A concludere il ciclo di conversazioni del Cinema Ritrovato è stato il regista britannico Jonathan Glazer, intervistato dal direttore artistico Ehsan Khoshbakht. Il regista ha presentato anche il suo ultimo film, La zona d’interesse, in Piazza Maggiore il 29 giugno, giorno di chiusura del festival. Durante la conversazione, Glazer ha condiviso riflessioni riguardo la sua estetica cinematografica, soffermandosi sul rapporto tra immagine e suono, elemento centrale che ha permeato l’integrità della sua produzione artistica.
Chi è Jonathan Glazer
Nato a Londra nel 1965, Jonathan Glazer ha studiato sceneggiatura e regia teatrale all’università. Dopo aver lavorato come montatore in alcuni piccoli progetti per la BBC, verso la metà degli anni ’90 è entrato nel mondo dei videoclip musicali, dirigendo per artisti di fama internazionale come i Massive Attack e i Radiohead. Nel 1997 è stato nominato regista dell’anno agli MTV Music Awards. Parallelamente alla sua carriera nei videoclip, Glazer ha diretto anche spot pubblicitari per grandi marchi come Nike e Guinness.

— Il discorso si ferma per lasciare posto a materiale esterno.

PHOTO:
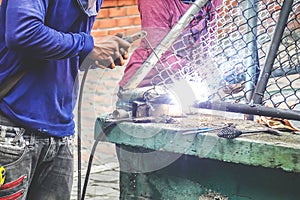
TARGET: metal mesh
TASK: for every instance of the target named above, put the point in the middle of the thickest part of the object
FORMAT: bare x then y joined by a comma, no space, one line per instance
226,52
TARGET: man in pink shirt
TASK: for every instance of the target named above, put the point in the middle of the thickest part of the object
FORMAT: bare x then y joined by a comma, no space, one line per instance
157,19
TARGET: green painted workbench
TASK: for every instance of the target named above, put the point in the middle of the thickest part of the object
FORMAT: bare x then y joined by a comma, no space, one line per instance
161,161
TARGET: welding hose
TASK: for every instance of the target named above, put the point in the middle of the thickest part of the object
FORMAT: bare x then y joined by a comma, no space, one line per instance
88,171
79,132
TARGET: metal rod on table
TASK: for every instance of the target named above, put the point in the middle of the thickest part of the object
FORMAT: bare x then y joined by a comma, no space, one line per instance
275,43
256,109
165,44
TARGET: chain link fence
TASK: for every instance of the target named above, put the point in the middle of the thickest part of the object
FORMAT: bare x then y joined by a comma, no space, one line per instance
242,56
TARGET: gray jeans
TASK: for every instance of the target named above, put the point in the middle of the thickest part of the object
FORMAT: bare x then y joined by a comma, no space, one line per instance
38,167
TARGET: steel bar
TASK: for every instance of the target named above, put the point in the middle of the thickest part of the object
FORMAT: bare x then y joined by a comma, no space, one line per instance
164,44
255,109
275,43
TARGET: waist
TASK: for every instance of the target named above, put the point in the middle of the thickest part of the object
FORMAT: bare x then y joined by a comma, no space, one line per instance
13,127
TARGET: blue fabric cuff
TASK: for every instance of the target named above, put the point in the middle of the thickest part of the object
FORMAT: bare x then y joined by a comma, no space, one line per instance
87,47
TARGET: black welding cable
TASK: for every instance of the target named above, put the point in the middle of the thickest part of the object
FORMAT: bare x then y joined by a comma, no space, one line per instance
88,171
87,176
79,133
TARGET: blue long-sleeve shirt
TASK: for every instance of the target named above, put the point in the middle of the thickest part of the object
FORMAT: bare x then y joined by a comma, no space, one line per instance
49,39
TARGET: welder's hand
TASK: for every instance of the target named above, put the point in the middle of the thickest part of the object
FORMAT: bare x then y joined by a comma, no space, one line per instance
109,52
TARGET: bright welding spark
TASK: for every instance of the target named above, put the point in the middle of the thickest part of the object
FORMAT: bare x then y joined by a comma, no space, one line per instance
185,93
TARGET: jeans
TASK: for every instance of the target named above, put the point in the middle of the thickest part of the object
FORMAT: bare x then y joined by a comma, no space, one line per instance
38,167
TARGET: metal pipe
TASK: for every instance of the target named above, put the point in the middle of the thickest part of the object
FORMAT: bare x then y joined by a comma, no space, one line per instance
275,43
256,109
252,62
165,44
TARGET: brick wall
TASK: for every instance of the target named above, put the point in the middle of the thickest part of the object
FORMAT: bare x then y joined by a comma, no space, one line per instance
117,16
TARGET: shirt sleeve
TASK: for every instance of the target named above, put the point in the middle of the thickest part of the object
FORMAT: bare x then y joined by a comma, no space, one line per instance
26,31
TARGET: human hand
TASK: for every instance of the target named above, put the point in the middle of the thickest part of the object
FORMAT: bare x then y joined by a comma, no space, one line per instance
109,52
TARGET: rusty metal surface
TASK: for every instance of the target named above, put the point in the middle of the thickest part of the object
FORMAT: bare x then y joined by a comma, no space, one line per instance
256,149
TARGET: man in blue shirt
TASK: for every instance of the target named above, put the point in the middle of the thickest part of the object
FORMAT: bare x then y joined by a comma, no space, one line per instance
50,41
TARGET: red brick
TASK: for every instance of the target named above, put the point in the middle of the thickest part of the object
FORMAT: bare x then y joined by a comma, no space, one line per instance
117,12
109,3
125,21
105,23
104,13
126,2
136,20
132,10
99,33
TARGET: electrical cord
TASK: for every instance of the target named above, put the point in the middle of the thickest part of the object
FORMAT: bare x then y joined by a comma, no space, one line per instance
79,132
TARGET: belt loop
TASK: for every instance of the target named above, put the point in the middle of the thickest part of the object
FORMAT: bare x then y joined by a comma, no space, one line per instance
19,133
2,133
32,139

Nel 2000 Glazer ha esordito nel lungometraggio cinematografico con Sexy Beast – L’ultimo colpo della bestia, un film gangster con forti elementi umoristici. Nel 2004 ha scritto e diretto Birth – Io sono Sean, con Nicole Kidman nel ruolo principale femminile. Nel 2013 Johnathan Glazer ha realizzato Under the Skin, un horror fantascientifico con Scarlett Johansson protagonista. Nel 2023 Glazer ha girato La zona d’interesse, che racconta la vita di Rudolf Höss, comandante del campo di concentramento di Auschwitz. Il film gli vale due Oscar, quelli per il miglior film internazionale e il miglior sonoro.

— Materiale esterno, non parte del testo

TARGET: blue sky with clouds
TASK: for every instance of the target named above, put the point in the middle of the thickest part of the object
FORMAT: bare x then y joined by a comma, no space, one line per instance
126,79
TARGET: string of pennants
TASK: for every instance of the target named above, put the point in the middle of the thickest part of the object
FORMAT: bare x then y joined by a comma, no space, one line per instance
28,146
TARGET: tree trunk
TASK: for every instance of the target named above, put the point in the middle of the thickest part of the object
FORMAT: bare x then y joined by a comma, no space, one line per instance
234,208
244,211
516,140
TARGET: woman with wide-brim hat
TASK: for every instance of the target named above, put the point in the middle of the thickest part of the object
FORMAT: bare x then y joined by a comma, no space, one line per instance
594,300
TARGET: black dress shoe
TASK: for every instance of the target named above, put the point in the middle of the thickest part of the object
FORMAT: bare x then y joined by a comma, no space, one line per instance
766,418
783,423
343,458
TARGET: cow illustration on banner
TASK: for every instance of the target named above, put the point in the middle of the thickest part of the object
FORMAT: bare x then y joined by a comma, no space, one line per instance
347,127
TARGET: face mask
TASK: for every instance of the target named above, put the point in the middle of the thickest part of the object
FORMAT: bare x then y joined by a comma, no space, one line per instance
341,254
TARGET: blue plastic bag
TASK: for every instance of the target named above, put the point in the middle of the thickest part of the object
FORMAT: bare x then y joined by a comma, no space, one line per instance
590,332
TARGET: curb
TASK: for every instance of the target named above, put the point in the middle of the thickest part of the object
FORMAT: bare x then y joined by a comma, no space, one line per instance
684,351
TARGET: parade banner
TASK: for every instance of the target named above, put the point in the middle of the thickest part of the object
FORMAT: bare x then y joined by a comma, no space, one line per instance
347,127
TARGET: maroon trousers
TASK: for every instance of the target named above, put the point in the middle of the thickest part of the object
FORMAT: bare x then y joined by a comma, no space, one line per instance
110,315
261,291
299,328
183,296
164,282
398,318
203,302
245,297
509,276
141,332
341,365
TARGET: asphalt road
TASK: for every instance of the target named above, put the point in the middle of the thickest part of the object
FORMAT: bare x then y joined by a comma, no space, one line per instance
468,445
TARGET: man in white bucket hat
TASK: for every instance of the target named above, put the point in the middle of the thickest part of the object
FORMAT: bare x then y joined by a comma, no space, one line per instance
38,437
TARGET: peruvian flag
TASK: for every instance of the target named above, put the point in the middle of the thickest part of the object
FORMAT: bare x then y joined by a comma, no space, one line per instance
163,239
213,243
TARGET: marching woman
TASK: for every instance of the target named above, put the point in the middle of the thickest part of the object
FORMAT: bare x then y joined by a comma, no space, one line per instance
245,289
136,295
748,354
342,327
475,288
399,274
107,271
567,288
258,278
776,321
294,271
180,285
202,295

La conversazione con Jonathan Glazer
Qual è stato il primo film che hai visto? Sei sempre stato un grande appassionato di cinema?
Il primo film che ho visto è stato Grease. Il miglior film che abbia mai visto. No, non ero un grande appassionato. La mia conoscenza del cinema proveniva dai film che guardavo in TV con mio padre. Guardavamo film di Sidney Lumet come Quel pomeriggio di un giorno da cani. Mio padre era un grande appassionato di cinema, quindi in un certo senso trascorrevo del tempo con lui così, quasi ogni giorno, guardando film classici.
Erano per lo più film narrativi, non ero molto esposto ad altri tipi di cinema. Il gusto di mio padre era ottimo, ma piuttosto classico. Quindi il mio primo approccio al cinema è stato attraverso il cinema americano classico. Quando ero adolescente, non ero un cinefilo. Sono cresciuto in periferia, io e i miei amici eravamo più interessati a motociclette, skateboard e cose del genere.
Quando è stato il momento in cui hai visto un film e hai pensato: “Questo è qualcosa che non ho mai visto prima”?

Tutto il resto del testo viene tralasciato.